El primer ministro libanés, Nawaf Salam, exige un cronograma claro para la retirada de Israel de su territorio, según un comunicado de su oficina el viernes. Salam se reunió con el embajador de Estados Unidos en Beirut, Michel Issa, y con el general Joseph Clearfield, jefe del grupo de coordinación militar estadounidense para Líbano, para abordar la vía militar del marco de negociación con Israel, así como los últimos acontecimientos en el sur del Líbano.

“Salam subrayó la necesidad de que Israel detenga sus operaciones de destrucción, amplíe el alcance de las zonas piloto y establezca un cronograma claro para la retirada israelí del territorio libanés”, indicó el comunicado. El presidente del Parlamento libanés, Nabih Berri, también se reunió con los mismos funcionarios estadounidenses por separado.

“Israel no ha dejado de violar y atacar a Líbano”, afirmó Berri, citando la demolición de aldeas, la destrucción de tierras de cultivo, incendios forestales y daños a sitios patrimoniales; destacó que “la clave de la estabilidad sigue siendo obligar a Israel a detener su guerra y retirarse a la frontera internacional”.

Issa describió las conversaciones como “positivas” y anunció que continuarán, sin dar una fecha para la próxima ronda. El marco trilateral de junio, al que también pertenece Estados Unidos, implica el desarme de Hezbollah y una retirada gradual de las fuerzas israelíes del sur de Líbano, donde ocupan varias zonas.

El líder de Hezbollah, Naim Qassem, criticó al gobierno libanés, acusando a los funcionarios de someter al ejército a “una presión indebida” al implementar un acuerdo no funcional. “¿Cómo pueden aceptar esta humillación continua del ejército libanés, exponiéndolo a bombardeos y presiones israelíes, en lugar de actuar como sus protectores?”, preguntó Qassem el viernes.
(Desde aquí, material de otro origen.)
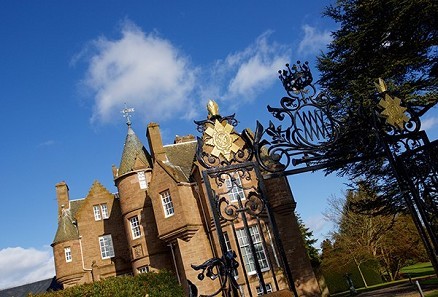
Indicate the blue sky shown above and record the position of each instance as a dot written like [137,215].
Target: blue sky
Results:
[68,67]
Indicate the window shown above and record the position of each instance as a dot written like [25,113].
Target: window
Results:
[228,245]
[143,269]
[104,209]
[167,203]
[142,180]
[260,290]
[227,241]
[100,211]
[235,188]
[106,246]
[67,253]
[135,227]
[246,249]
[97,216]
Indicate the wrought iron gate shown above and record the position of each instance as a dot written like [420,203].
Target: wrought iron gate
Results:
[307,128]
[237,197]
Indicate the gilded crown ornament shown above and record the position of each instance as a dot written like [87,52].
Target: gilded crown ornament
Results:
[394,113]
[297,77]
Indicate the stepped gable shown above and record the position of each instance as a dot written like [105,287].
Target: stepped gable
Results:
[66,228]
[180,157]
[134,155]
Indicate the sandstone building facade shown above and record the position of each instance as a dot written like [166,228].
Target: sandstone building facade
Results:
[161,219]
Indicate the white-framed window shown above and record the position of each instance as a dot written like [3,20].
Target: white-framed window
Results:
[106,246]
[100,211]
[97,215]
[104,209]
[166,200]
[142,180]
[227,241]
[235,188]
[143,269]
[260,289]
[246,249]
[135,227]
[67,253]
[228,246]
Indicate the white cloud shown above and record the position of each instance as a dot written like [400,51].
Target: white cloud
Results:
[144,70]
[19,266]
[46,143]
[314,41]
[429,123]
[254,69]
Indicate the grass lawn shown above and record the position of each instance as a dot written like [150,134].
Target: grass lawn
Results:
[417,270]
[432,294]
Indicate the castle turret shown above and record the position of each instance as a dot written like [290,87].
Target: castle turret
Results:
[132,180]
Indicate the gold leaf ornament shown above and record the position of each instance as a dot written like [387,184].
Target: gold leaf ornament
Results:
[222,139]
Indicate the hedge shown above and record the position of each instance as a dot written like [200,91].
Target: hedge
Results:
[161,284]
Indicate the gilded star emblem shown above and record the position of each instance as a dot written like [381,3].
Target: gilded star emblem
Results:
[222,139]
[393,112]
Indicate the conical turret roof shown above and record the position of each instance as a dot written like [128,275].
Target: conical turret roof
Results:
[134,155]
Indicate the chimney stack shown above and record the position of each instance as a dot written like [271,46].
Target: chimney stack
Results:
[62,197]
[155,142]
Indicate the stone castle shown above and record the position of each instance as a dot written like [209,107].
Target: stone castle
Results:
[161,219]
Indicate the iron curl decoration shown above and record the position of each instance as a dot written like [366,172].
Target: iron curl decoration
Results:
[254,204]
[306,125]
[220,268]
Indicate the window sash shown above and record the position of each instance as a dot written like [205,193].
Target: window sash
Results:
[105,213]
[142,180]
[106,246]
[96,211]
[135,227]
[245,249]
[235,189]
[143,269]
[260,289]
[67,253]
[166,200]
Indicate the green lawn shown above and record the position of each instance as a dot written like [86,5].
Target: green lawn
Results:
[418,270]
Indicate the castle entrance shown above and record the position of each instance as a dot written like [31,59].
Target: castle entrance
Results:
[244,175]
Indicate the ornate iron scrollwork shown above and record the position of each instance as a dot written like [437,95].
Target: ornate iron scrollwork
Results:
[306,124]
[222,269]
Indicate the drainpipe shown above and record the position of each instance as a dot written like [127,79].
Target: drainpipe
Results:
[174,262]
[82,258]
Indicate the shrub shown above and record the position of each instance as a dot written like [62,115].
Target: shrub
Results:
[161,284]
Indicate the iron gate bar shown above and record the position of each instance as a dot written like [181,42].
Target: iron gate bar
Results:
[278,242]
[253,166]
[241,261]
[269,258]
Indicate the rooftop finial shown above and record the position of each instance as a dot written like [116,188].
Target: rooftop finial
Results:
[127,114]
[213,108]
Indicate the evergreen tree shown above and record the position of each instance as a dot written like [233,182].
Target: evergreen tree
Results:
[309,242]
[392,39]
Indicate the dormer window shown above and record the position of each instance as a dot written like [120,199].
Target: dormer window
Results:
[135,227]
[166,200]
[100,212]
[67,253]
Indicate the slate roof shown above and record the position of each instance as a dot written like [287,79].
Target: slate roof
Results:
[66,229]
[37,287]
[133,152]
[180,158]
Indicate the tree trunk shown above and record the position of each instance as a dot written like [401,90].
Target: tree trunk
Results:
[361,274]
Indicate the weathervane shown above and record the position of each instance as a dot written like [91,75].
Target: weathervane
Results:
[127,114]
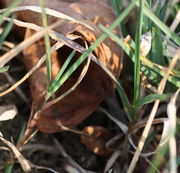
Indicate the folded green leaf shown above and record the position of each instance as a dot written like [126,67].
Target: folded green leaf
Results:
[149,99]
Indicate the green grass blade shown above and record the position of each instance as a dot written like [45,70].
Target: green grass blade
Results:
[152,71]
[137,51]
[55,84]
[9,168]
[47,43]
[149,99]
[4,69]
[162,26]
[6,31]
[117,6]
[95,44]
[8,10]
[157,47]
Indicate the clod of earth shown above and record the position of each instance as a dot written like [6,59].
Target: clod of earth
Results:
[96,85]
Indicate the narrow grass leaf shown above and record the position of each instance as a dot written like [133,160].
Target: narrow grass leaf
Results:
[95,44]
[157,47]
[149,99]
[162,26]
[47,43]
[6,31]
[150,69]
[55,84]
[4,69]
[137,51]
[9,168]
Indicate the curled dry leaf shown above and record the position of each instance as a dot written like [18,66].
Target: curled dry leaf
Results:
[96,85]
[96,139]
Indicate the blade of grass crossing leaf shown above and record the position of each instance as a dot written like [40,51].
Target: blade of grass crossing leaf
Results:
[9,168]
[55,84]
[8,10]
[137,52]
[6,31]
[149,99]
[47,43]
[149,69]
[95,44]
[4,69]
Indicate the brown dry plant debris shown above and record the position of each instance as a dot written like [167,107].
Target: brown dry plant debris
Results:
[96,85]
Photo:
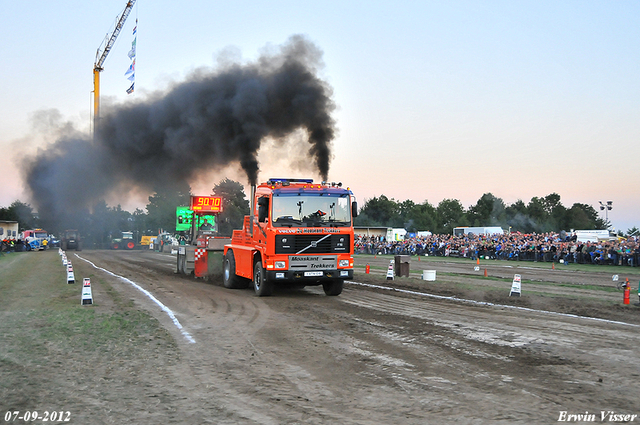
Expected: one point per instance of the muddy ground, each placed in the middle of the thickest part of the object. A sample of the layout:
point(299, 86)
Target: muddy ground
point(368, 356)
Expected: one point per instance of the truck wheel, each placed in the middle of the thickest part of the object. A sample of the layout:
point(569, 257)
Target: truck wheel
point(230, 278)
point(334, 287)
point(262, 287)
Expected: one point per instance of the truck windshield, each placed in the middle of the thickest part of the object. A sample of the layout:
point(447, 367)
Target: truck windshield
point(311, 210)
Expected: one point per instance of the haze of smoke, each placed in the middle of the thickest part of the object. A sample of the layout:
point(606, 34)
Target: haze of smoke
point(213, 119)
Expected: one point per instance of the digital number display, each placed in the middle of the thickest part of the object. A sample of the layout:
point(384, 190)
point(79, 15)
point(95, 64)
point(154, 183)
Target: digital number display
point(206, 203)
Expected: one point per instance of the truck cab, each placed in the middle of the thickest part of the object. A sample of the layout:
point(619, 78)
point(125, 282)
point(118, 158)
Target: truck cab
point(299, 232)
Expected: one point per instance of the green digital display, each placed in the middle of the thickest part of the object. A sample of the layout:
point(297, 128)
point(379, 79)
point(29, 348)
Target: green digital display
point(184, 219)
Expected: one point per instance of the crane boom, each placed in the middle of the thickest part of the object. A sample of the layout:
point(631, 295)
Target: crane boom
point(101, 57)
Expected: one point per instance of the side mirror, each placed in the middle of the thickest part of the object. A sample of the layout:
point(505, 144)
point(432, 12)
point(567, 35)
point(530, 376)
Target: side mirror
point(263, 209)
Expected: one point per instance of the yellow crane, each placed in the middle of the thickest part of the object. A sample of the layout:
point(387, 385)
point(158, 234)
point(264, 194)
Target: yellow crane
point(100, 58)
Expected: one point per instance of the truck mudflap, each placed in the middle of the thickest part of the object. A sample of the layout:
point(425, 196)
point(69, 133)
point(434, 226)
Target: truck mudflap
point(308, 275)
Qassem acusó a Israel de intentar vincular a Líbano a un organismo de supervisión que controlaría el despliegue y las operaciones internas del ejército. Señaló que Israel sigue atacando viviendas y demoliendo túneles en Zawtar al-Gharbiyeh, la primera zona piloto designada, a pesar de la presencia del ejército libanés allí.

Desafió a los funcionarios a “nominar un solo logro de las siete rondas de negociaciones”; Mientras tanto, el embajador estadounidense, Issa, le dijo a los periodistas que los ataques israelíes cesarían solo cuando Hezbollah se desarmara. “Si dejan sus armas, todo se detendrá”, afirmó.

El ministro de Defensa israelí, Israel Katz, declaró el jueves que Israel no se retirará hasta que Hezbollah se desarme, ya que las fuerzas israelíes ocupan actualmente varias localidades dentro del límite libanés. El ejército israelí continúa ocupando el área sur de Líbano, demoliendo viviendas y desplazando a residentes en toda la región.

Las autoridades libanesas afirman que los ataques de Israel desde el 2 de marzo han matado a 4.335 personas, han dejado heridas a 12.277 y han desplazado a más de un millón; se espera que la próxima ronda de conversaciones se reanude a principios de septiembre.